The syntheses of epothilone A in papers #6, 7, and 10 use the same kind of chemical reaction to make the 16-membered ring with its double bond. This is known as olefin metathesis, and it requires the formation of a precursor chain, the ends of which come together to complete the circle. Each end has a double bond, and these react to form the ring double bond.

Danishefsky's team use a slightly different method to construct the precursor chain to that used by Nicolaou, but what he noted was that the epoxy oxygen of epothilone A is not essential for its biological activity. Its forerunner, the so-called desoxy-epothilone molecule, has the same properties when tested in vitro. Danishefsky's paper describes ways in which other derivatives of epothilone can be made, and though these are structurally different from the parent molecule he says they also possess full biological functions.

Finally, paper #10, which comes from Dieter Schinzer's group at the Technical University of Braunschweig, Germany. Schinzer's synthesis route is like that of Nicolaou's, combining three components to make the precursor, and using a protocol he had described earlier (see Chem. Eur. J., 2:1477-82, 1996) which involves an elegant stereo-selective aldol reaction between two of them. He completes the total synthesis using dimethyl dioxirane to add the epoxy oxygen.

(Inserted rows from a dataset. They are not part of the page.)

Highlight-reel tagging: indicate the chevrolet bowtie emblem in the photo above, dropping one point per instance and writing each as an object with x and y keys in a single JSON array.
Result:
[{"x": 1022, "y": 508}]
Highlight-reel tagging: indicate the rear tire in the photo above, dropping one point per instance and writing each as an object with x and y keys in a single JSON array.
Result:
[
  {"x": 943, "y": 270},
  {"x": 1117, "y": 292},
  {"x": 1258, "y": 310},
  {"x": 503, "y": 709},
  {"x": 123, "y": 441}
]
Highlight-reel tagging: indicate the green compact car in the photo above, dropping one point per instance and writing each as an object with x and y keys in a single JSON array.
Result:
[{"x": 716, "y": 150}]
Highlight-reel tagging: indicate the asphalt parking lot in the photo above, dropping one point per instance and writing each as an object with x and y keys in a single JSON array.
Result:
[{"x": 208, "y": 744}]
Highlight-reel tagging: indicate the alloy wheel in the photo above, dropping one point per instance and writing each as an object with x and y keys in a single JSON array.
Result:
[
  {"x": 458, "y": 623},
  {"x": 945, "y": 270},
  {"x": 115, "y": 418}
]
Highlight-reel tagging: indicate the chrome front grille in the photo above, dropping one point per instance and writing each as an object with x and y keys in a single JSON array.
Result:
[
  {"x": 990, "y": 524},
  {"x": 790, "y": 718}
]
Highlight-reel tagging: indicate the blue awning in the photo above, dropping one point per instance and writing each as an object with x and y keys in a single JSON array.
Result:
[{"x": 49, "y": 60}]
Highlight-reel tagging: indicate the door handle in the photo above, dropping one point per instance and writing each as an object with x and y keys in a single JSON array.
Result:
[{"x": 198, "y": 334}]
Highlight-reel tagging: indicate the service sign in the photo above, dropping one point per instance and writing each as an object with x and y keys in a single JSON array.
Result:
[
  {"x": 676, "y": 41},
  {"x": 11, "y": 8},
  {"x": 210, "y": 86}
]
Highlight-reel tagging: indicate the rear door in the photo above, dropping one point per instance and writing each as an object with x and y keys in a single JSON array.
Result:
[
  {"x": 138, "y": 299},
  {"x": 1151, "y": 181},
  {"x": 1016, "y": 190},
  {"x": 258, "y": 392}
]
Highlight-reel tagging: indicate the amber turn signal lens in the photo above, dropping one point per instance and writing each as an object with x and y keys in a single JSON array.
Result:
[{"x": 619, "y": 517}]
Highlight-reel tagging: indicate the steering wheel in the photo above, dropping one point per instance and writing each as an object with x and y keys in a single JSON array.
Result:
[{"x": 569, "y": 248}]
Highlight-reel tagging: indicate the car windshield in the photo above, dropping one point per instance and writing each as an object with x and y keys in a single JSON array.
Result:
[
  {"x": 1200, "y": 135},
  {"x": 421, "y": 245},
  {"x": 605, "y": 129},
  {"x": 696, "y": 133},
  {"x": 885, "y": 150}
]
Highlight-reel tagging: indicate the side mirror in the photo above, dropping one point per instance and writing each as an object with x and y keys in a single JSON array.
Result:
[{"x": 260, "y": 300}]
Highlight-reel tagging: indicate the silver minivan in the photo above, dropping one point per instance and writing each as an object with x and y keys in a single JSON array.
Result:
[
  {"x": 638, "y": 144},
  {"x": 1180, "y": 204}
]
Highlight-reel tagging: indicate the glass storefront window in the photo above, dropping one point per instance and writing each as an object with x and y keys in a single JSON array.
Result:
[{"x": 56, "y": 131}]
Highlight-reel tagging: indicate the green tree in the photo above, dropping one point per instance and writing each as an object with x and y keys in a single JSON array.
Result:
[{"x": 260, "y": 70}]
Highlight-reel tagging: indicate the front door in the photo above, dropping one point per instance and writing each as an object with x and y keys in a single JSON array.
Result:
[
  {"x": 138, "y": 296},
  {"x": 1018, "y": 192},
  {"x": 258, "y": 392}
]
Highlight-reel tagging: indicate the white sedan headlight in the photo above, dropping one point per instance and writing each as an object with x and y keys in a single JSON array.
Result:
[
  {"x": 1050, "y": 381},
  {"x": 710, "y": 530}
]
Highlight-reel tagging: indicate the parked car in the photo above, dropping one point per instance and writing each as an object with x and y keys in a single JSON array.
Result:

Compared to taxol-based drugs, epothilone ones offer three advantages: they are easier to make, as papers #6, 7, and 10 show; they are likely to be more soluble in water, whereas taxol is notoriously insoluble; and they look as if they will be effective against cancer cells that resist conventional chemotherapy treatments.

Dr. John Emsley is Science Writer in Residence at the
Department of Chemistry, University of Cambridge, U.K.